2) Understand the importance of cardiopulmonary capacity and how it relates to longevity.
3) Understand the key components of the PACE program and how it provides a safe and effective way to improve cardiopulmonary capacity and decrease cardiopulmonary aging and disease and subsequent mortality.

References:

1 Williams P. Relationships of heart disease risk factors to exercise quantity and intensity. Arch Intern Med. 1998;158(3):237-245.
2 Lee IM, Hsieh, CC, Paffenparger, RS Jr. Exercise intensity and longevity in men. The Harvard Alumni Health Study. JAMA. 1995;273(15):1179-1184
3 Lee IM, Sesso HD, Paffenparger, RS Jr. Physical activity and coronary heart disease risk in men: does the duration of exercise episodes predict risk? Circulation. 2000;102(9): 981-986.
4 Baily S, Wilkerson DiMenna F, Jones A. Influence of repeated sprint training on pulmonary O2 uptake and muscle deoxygenation kinetics in humans. J Appl Physiol. 2009 Jun;106(6):1875-87.
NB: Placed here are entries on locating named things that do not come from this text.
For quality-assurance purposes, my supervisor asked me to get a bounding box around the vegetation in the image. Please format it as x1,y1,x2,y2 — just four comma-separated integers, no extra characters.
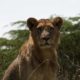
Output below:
0,17,80,80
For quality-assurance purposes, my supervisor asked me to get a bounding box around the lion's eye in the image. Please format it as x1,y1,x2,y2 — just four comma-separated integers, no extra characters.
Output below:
48,27,54,32
37,27,43,34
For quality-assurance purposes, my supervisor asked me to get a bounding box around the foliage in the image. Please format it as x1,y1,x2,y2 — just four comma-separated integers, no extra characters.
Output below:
0,17,80,80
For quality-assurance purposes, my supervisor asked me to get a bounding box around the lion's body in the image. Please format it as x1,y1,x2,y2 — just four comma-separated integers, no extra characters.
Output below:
2,16,63,80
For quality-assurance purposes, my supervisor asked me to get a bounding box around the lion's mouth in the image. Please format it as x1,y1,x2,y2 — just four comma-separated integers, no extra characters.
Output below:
40,42,52,48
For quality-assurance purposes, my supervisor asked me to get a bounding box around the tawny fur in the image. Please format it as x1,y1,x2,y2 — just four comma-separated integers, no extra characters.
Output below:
2,17,62,80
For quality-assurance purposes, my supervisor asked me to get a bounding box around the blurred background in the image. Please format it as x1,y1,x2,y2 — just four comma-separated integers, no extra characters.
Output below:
0,0,80,80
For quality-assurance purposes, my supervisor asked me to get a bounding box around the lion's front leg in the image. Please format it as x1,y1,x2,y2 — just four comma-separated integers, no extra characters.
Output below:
2,58,19,80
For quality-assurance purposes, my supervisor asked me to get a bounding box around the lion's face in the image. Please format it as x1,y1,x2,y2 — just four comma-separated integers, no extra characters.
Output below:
27,17,62,48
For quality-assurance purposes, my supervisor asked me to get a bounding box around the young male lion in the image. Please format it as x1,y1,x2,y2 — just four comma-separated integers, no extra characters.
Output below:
2,17,63,80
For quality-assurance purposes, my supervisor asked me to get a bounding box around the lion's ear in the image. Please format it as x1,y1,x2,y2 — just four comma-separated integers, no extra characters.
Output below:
27,18,38,30
53,17,63,29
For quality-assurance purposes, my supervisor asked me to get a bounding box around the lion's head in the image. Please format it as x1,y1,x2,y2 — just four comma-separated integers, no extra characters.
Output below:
27,17,63,48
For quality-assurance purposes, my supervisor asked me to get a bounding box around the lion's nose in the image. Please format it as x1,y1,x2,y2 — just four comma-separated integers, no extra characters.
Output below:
42,36,50,42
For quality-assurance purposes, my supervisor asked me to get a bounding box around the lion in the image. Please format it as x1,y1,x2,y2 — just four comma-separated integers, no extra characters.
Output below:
2,17,63,80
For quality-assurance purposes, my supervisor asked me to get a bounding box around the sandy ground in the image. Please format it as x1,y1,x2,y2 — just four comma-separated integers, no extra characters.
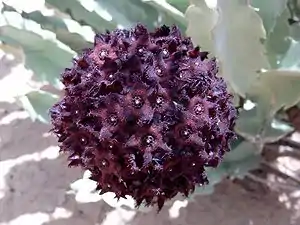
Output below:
0,51,300,225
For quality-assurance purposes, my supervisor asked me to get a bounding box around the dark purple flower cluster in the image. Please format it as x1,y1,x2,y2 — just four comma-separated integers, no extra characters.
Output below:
50,24,236,210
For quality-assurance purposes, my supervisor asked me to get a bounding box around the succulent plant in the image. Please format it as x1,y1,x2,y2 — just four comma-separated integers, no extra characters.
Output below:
50,24,236,210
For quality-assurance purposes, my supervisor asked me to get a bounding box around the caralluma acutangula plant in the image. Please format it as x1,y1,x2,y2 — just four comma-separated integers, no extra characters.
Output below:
50,24,236,210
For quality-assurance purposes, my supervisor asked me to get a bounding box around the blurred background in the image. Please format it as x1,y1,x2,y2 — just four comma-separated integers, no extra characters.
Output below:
0,0,300,225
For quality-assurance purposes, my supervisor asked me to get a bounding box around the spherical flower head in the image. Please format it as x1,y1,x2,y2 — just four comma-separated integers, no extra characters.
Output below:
50,24,236,210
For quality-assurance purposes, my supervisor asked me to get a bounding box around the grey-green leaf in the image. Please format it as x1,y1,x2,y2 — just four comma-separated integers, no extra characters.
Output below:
185,0,218,52
22,11,95,52
45,0,117,32
213,0,269,97
18,91,58,123
0,12,75,87
251,0,287,34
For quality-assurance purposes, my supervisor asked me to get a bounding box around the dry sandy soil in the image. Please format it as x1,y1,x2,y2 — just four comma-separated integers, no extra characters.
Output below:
0,51,300,225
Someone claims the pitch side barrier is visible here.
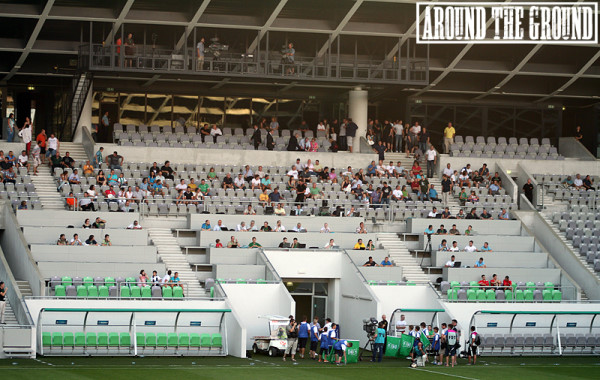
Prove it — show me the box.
[469,309,600,356]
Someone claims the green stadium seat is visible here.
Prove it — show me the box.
[173,286,183,298]
[523,289,533,302]
[211,334,223,348]
[88,285,98,298]
[98,285,108,298]
[156,333,167,347]
[190,333,200,347]
[142,285,152,298]
[42,332,52,347]
[146,333,156,347]
[98,333,108,347]
[121,285,131,298]
[54,285,67,297]
[179,333,190,347]
[63,332,75,347]
[85,333,98,347]
[52,332,62,347]
[108,333,119,347]
[515,289,525,302]
[167,333,179,347]
[119,333,131,347]
[75,332,85,347]
[129,285,142,298]
[200,334,211,347]
[552,290,562,302]
[135,333,146,347]
[467,289,477,301]
[77,285,87,298]
[477,289,487,301]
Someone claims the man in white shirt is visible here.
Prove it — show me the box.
[425,145,437,178]
[213,219,227,231]
[465,240,478,252]
[442,162,454,178]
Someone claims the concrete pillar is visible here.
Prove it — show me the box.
[348,87,369,153]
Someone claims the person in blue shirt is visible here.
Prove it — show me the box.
[371,322,385,362]
[474,257,487,268]
[298,315,310,359]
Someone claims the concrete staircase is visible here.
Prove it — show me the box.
[148,227,206,298]
[377,232,429,283]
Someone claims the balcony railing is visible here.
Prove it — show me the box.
[79,44,429,85]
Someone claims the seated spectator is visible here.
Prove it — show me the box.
[438,239,448,251]
[127,220,142,230]
[292,223,306,232]
[213,219,228,231]
[92,216,106,229]
[481,241,492,252]
[464,240,478,252]
[465,207,479,219]
[367,239,375,251]
[478,274,490,290]
[56,234,69,245]
[354,239,367,250]
[356,222,367,234]
[435,224,448,235]
[248,237,262,248]
[85,235,98,245]
[498,208,510,220]
[363,256,379,267]
[479,209,492,220]
[279,237,292,248]
[260,222,273,232]
[444,255,456,268]
[379,256,392,267]
[442,207,452,219]
[69,234,83,245]
[473,257,487,268]
[427,207,438,219]
[102,234,112,247]
[448,224,460,235]
[227,236,240,248]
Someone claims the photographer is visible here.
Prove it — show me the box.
[371,321,386,362]
[283,315,298,362]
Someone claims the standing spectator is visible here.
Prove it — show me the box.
[6,113,17,142]
[423,145,437,178]
[196,37,204,70]
[444,123,456,154]
[523,178,533,204]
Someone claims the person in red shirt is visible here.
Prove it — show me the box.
[478,274,490,288]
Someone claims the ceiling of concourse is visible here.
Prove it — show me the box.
[0,0,600,105]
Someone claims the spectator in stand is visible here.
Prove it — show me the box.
[464,240,478,252]
[473,257,487,268]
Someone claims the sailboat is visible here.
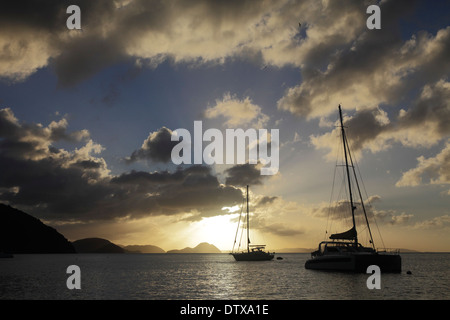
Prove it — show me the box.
[231,186,275,261]
[305,105,401,273]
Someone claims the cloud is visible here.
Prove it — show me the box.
[395,141,450,187]
[310,195,413,226]
[225,163,267,187]
[0,0,391,86]
[126,127,179,163]
[0,109,246,223]
[278,1,450,119]
[413,214,450,230]
[204,93,269,129]
[310,79,450,159]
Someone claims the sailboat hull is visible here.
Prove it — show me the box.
[305,253,402,273]
[232,252,274,261]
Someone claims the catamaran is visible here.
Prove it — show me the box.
[305,105,401,273]
[231,186,275,261]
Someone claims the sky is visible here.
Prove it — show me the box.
[0,0,450,251]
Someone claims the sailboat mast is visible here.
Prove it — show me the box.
[339,105,358,246]
[247,185,250,252]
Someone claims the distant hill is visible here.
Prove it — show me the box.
[123,245,165,253]
[72,238,125,253]
[275,248,317,253]
[167,242,222,253]
[0,204,75,253]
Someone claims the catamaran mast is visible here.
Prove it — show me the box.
[339,105,358,246]
[247,185,250,252]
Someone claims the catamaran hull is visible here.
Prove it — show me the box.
[232,252,274,261]
[305,254,402,273]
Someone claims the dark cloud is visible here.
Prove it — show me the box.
[225,163,267,187]
[126,127,179,163]
[0,109,242,221]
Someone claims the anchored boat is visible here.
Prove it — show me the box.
[231,186,275,261]
[305,105,401,273]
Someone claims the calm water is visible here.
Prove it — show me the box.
[0,253,450,300]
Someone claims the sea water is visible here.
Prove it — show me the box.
[0,253,450,300]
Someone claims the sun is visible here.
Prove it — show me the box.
[190,213,239,251]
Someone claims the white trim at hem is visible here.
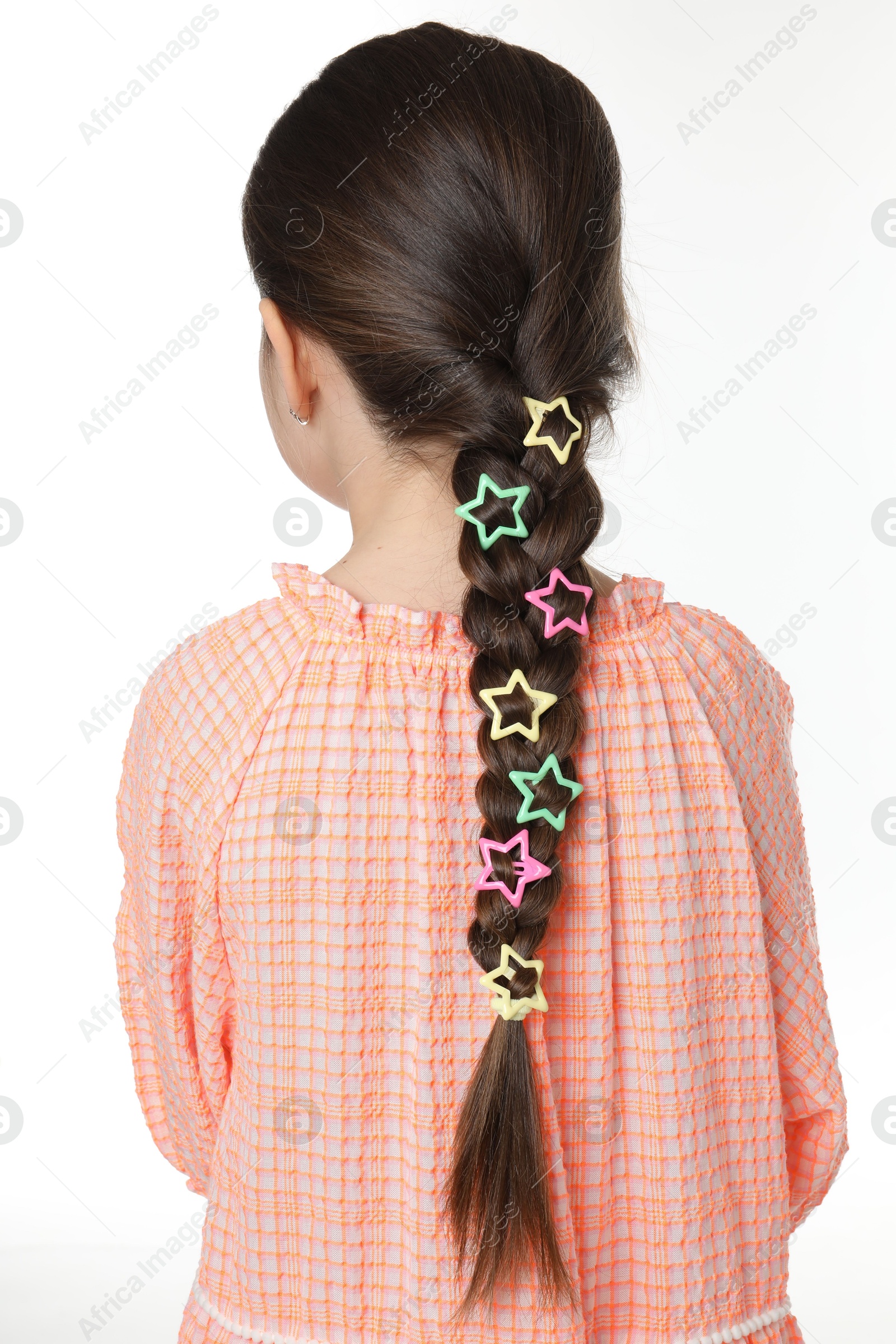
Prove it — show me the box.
[688,1297,791,1344]
[192,1280,791,1344]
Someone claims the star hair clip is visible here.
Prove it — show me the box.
[474,830,551,910]
[479,942,548,1021]
[454,472,529,551]
[522,396,582,466]
[479,668,558,742]
[525,568,594,640]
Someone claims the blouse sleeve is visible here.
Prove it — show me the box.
[115,669,234,1195]
[728,636,848,1231]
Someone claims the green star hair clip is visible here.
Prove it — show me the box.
[511,752,583,830]
[454,472,529,551]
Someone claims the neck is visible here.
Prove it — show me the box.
[324,461,468,614]
[324,458,617,615]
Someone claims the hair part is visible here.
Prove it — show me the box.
[243,23,636,1316]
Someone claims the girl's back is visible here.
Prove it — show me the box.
[118,564,843,1344]
[117,23,845,1344]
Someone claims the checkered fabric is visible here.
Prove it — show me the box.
[115,564,846,1344]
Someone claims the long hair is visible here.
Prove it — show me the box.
[243,23,634,1314]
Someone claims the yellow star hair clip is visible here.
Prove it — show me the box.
[522,396,582,466]
[479,668,558,742]
[479,942,548,1021]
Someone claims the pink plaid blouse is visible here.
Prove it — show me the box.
[115,564,846,1344]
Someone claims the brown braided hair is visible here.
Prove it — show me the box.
[243,23,634,1314]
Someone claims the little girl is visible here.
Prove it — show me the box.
[115,23,846,1344]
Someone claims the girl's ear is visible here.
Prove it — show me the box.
[258,298,317,419]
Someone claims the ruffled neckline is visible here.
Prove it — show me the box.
[272,562,664,660]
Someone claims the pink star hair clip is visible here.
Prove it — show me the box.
[475,830,551,910]
[525,568,594,640]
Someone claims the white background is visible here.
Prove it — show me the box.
[0,0,896,1344]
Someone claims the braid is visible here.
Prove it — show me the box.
[446,389,603,1312]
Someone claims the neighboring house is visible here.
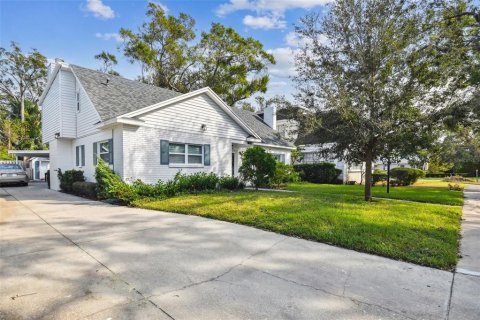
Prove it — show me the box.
[276,110,422,183]
[40,59,294,190]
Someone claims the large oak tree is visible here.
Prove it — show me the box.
[295,0,440,201]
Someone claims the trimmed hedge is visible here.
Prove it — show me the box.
[270,161,300,188]
[425,173,448,178]
[72,181,97,199]
[95,160,244,205]
[218,176,245,190]
[58,169,85,192]
[390,168,425,186]
[293,162,342,183]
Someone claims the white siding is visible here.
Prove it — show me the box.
[70,130,115,182]
[123,126,232,183]
[138,94,248,140]
[42,76,60,143]
[60,70,77,138]
[49,139,75,190]
[76,80,100,137]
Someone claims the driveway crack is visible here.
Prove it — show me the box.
[7,191,175,320]
[254,268,416,320]
[151,237,288,297]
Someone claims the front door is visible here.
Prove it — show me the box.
[34,160,40,180]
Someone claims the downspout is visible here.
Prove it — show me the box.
[112,127,115,172]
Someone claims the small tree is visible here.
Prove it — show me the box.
[238,146,276,190]
[0,42,47,122]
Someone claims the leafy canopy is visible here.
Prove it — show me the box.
[295,0,464,201]
[120,2,275,105]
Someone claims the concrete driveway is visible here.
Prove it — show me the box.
[0,185,480,319]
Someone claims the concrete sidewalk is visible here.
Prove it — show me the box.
[0,186,478,319]
[449,185,480,319]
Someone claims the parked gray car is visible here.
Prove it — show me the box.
[0,163,29,186]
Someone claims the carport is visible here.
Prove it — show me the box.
[8,150,50,181]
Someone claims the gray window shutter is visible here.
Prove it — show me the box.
[75,146,80,167]
[203,144,210,166]
[160,140,170,164]
[93,142,98,166]
[80,145,85,166]
[108,139,113,164]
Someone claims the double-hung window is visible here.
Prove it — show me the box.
[98,141,110,163]
[93,139,113,165]
[168,143,203,165]
[76,91,80,111]
[75,145,85,167]
[272,153,285,163]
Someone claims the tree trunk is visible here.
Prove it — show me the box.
[20,94,25,123]
[387,158,390,193]
[365,154,373,201]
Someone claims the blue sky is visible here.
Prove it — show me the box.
[0,0,330,102]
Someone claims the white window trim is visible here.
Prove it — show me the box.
[97,140,110,165]
[75,91,81,113]
[168,142,205,168]
[75,144,86,168]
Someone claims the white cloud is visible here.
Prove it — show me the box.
[86,0,115,19]
[285,31,329,48]
[243,15,287,29]
[216,0,333,16]
[149,1,169,14]
[268,81,288,88]
[216,0,333,29]
[267,48,298,78]
[95,32,122,42]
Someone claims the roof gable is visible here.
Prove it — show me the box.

5 Adachi H, Koike A, Obayashi T, et al. Does appropriate endurance exercise training improve cardiac function in patients with prior myocardial infarction? Eur Heart J. 1996 Oct;17(10):1511-21.
6 Oberman, A, Fletcher F, Lee J, et al. Efficacy of high-intensity exercise training on left ventricular ejection fraction in men with coronary artery disease (the Training Level Comparison Study). Am J Cardiol. 1995 Oct 1;76(10):643-7.
7 Schunemann H, et al. Pulmonary function is a long-term predictor of mortality in the general population: 29-year follow-up of the Buffalo Health Study. Chest. 2000 Sep;118(3):656-64.
8 Kannel WB, Seidman JM, Fercho W, Castelli WP. Vital Capacity and Congestive Heart Failure. The Framingham Study. Circulation. 1974;49(6):1160-1166.